Table 2 shows the comparison of mean retinal, outer retinal, GCL and RNFL thicknesses at baseline in five zones depending on the choroidal thickness. The outer retinal thickness was higher in areas of thicker choroid and less in areas of thinner choroid (p = 0.01) in acute CSCR, which was not seen in recurrent CSCR.
Table 2.
Comparison of mean retinal, outer retinal, GCL and RNFL thicknesses at baseline in five zones of retina.
| Parameter (µm) | Zones based on baseline choroidal thickness (µm) |
p value | ||||
|---|---|---|---|---|---|---|
| <100 | 100–199 | 200–299 | 300–399 | ⩾400 | ||
| Acute | ||||||
| Mean choroidal thickness | 87.44 | 154.49 | 256.1 | 327.93 | 412.25 | <0.0001* |
| Mean retinal thickness | 273.04 | 268.62 | 251.85 | 299.4 | 202.75 | 0.358 |
| Mean GCL thickness | 118.51 | 117.69 | 100.44 | 104.99 | 56.5 | 0.278 |
| Mean RNFL thickness | 69.56 | 69.97 | 56.37 | 42.48 | 21.63 | 0.113 |
| Mean outer retinal thickness | 84.97 | 80.96 | 95.04 | 151.92 | 124.62 | 0.010* |
| Recurrent | ||||||
| Mean choroidal thickness | 81.26 | 165.46 | 255.8 | 333.4 | 425.5 | <0.0001* |
| Mean retinal thickness | 269.11 | 273.45 | 259.44 | 253.65 | 250.17 | 0.773 |
| Mean GCL thickness | 116.45 | 116.56 | 96.98 | 100.8 | 82.67 | 0.143 |
| Mean RNFL thickness | 43.02 | 53.82 | 46.67 | 48.93 | 29.5 | 0.454 |
| Mean outer retinal thickness | 109.64 | 103.07 | 115.79 | 103.92 | 138 | 0.978 |
P values statistically significant.
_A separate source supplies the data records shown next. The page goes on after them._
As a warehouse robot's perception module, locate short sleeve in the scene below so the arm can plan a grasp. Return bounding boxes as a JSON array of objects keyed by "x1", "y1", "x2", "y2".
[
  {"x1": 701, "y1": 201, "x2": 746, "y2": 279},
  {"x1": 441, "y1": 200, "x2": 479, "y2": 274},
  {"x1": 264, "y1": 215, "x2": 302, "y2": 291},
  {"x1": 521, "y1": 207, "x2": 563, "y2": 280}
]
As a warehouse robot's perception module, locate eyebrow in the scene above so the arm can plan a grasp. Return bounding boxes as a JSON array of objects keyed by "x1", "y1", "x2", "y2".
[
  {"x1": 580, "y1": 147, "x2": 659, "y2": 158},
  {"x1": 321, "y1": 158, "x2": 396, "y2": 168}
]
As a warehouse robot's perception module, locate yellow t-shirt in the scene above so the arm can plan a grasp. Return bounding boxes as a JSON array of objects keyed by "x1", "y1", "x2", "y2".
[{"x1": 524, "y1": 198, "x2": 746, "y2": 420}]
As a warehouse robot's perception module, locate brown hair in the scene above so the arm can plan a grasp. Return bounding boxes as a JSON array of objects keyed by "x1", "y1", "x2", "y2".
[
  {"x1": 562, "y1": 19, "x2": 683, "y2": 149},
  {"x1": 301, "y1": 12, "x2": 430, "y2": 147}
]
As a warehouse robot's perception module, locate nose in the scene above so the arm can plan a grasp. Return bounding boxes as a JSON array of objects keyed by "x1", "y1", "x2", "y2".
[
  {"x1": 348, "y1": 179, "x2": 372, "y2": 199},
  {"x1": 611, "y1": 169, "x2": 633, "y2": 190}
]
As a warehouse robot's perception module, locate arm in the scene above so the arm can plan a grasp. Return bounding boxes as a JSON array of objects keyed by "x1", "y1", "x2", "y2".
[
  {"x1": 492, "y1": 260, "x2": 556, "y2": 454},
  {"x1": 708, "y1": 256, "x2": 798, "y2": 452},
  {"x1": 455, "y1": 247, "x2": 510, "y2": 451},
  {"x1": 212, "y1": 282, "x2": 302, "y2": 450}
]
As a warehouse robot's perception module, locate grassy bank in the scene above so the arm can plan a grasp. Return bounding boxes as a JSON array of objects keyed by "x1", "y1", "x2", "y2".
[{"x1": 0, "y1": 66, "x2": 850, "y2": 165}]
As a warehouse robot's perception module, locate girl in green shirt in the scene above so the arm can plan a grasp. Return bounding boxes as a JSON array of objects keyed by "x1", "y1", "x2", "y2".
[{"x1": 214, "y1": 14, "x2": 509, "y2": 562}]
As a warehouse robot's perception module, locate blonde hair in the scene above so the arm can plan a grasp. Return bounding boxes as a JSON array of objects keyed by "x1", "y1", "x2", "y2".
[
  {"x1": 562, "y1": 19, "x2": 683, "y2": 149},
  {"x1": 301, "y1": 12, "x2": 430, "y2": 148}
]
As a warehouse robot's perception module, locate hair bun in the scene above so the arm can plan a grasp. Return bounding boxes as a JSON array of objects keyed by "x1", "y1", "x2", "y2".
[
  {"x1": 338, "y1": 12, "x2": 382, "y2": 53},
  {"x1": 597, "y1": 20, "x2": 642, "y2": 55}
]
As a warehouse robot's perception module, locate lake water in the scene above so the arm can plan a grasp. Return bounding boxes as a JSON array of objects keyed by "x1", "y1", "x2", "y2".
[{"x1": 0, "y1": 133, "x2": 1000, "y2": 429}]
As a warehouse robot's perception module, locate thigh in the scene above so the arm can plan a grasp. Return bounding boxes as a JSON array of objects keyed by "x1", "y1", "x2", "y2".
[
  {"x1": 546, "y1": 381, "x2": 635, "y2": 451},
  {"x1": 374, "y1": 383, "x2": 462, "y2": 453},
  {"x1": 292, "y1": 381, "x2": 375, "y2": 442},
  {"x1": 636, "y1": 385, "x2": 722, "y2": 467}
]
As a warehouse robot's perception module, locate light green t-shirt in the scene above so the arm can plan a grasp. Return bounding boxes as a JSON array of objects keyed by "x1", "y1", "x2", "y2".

Note the five columns indicate the five regions of retina divided based on baseline choroidal thickness (indicated in bold under the group names); the rows indicate the average value of thicknesses in µm of each layer at the respective zones of the column. GCL, ganglion cell layer; RNFL, retinal nerve fibre layer.
The separate layer thicknesses in the rectangular grid were averaged and were compared between baseline and follow-up visits. Table 3 shows the comparison of retinal layer, choroidal layer, GCL and RNFL thicknesses difference between baseline and follow-up visits. In the acute group, except for choroidal thickness, all other layers such as total retina, GCL and RNFL showed statistically significant decrease in thickness (p < 0.005). In the recurrent group, choroidal and GCL layer thickness showed statistically significant difference with p < 0.0001, whereas total retina and RNFL did not. The choroidal layer was found to be increased in follow-up visit, whereas the GCL layer showed a decrement in follow-up visit.
Table 3.
Comparison of retinal layer, choroidal layer, GCL and RFNL thicknesses between baseline and follow-up.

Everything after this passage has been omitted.